The idea that parents must treat children equally is so ingrained and obvious that one wonders how Yaakov could have made such a simple and near fatal error. The Torah tells us “Yisrael loved Yosef more than any of his other sons, since he was a child of his old age” (Breisheet 37:3). We can clearly understand why Yaakov had special feelings towards Yosef. After all, he was the firstborn of his beloved wife Rachel, who passed away tragically young. As our commentaries point out, Yosef spent a good deal of time with his father, caring for him and tending to his needs. Yaakov’s mistake was not in loving Yosef more than his other children, but rather in manifesting this favouritism in concrete ways. It was only “when the brothers saw that their father loved him more” (37:4) that the problems began.

“And Yitzchak loved Eisav for he was also a hunter with his mouth, but Rifka loved Yaakov” (Breisheet 25:28). Yaakov Avinu grew up in a home where favouritism was the norm. Yaakov, while probably cognizant of the negative results of such favouritism, subconsciously adopted such an approach when he had his own children.

This psychological phenomenon of adopting our parents’ patterns when we become parents ourselves can help explain the apparent naivete of Yaakov in sending Yosef to meet his brothers in Shechem. How could he do such a thing, knowing the feelings the brothers harbored towards Yosef? After all, Yaakov himself ran away from home so that Eisav could not kill him; he even ran away from Lavan, who felt completely justified in fooling him at every opportunity. Why send Yosef into such a dangerous situation?

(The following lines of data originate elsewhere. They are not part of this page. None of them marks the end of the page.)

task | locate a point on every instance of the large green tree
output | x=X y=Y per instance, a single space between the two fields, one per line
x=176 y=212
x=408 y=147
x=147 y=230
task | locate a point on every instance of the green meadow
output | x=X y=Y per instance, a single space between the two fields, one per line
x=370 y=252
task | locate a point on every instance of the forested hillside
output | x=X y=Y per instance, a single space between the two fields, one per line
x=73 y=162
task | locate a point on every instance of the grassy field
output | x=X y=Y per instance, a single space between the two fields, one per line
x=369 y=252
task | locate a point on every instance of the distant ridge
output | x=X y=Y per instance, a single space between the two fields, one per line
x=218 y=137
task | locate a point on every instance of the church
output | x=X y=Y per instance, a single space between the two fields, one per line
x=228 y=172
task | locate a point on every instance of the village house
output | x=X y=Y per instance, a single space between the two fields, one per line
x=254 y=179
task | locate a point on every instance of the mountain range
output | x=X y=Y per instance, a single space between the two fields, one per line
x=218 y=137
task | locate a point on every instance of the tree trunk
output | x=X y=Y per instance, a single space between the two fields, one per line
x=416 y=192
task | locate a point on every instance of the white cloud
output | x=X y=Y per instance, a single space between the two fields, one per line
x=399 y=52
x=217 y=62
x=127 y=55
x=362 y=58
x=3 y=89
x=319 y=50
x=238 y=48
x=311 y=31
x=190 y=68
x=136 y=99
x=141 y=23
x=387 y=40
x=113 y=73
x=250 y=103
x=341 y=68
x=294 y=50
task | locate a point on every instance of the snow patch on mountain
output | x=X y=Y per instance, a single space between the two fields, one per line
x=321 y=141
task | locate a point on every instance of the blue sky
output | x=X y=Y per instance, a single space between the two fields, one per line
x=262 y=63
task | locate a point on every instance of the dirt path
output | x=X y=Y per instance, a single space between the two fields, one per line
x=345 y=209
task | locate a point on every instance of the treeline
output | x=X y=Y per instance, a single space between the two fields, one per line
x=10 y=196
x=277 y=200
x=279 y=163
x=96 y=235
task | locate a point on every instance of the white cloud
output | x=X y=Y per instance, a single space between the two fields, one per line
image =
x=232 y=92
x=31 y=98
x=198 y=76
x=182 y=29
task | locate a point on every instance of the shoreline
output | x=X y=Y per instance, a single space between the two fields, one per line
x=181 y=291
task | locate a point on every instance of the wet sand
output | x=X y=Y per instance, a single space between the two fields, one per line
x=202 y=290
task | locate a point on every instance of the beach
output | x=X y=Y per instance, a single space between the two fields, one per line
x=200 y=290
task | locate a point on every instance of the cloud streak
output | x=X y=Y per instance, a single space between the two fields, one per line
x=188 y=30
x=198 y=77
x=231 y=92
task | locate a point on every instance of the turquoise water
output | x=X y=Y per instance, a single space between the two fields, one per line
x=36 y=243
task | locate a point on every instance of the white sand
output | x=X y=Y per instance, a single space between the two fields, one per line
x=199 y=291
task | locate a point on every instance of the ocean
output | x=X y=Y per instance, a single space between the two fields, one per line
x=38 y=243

With all of the hatred, some of it perhaps even justifiable, that Eisav felt towards Yaakov, there is absolutely no indication in the Chumash that Eisav ever tried to hurt him. Even at the height of his anger, when Yaakov had stolen his birthright and Eisav declared “the days of mourning for my father are near, then I will slay my brother Yaakov” (Breisheet 27:41), he never attempted to carry out the threat. Instead, upon first seeing his brother Eisav kissed Yaakov, and at the death of Isaac he joined Yaakov in burying him.

It was inconceivable to Yaakov that the brothers would dare to hurt Yosef, despite their hatred and jealousy. Clearly Yosef’s actions of repeating a couple of dreams should evoke much less anger than Yaakov’s theft of the birthright.

It took Yaakov and Eisav more than twenty years to reconcile. Yaakov did not want his sons to have twenty-years-plus of animosity, so he sent Yosef to his brothers while staying out of the fray himself, fully expecting them to resolve their differences. He tragically miscalculated the depths of the brothers’ hatred, and unfortunately, it would take over twenty years for his sons to reconcile.

The belief in the innate goodness of man, while laudatory, can be not only naive but also quite dangerous. “And G-d saw that the wickedness of man was great upon the earth, and that every product of the thoughts of his heart was but evil always” (Breisheet 6:5). Depressing, perhaps; but this, too, is the word of G-d. 

Nonetheless, we must continue to dream of and work toward a world of reconciliation and peace.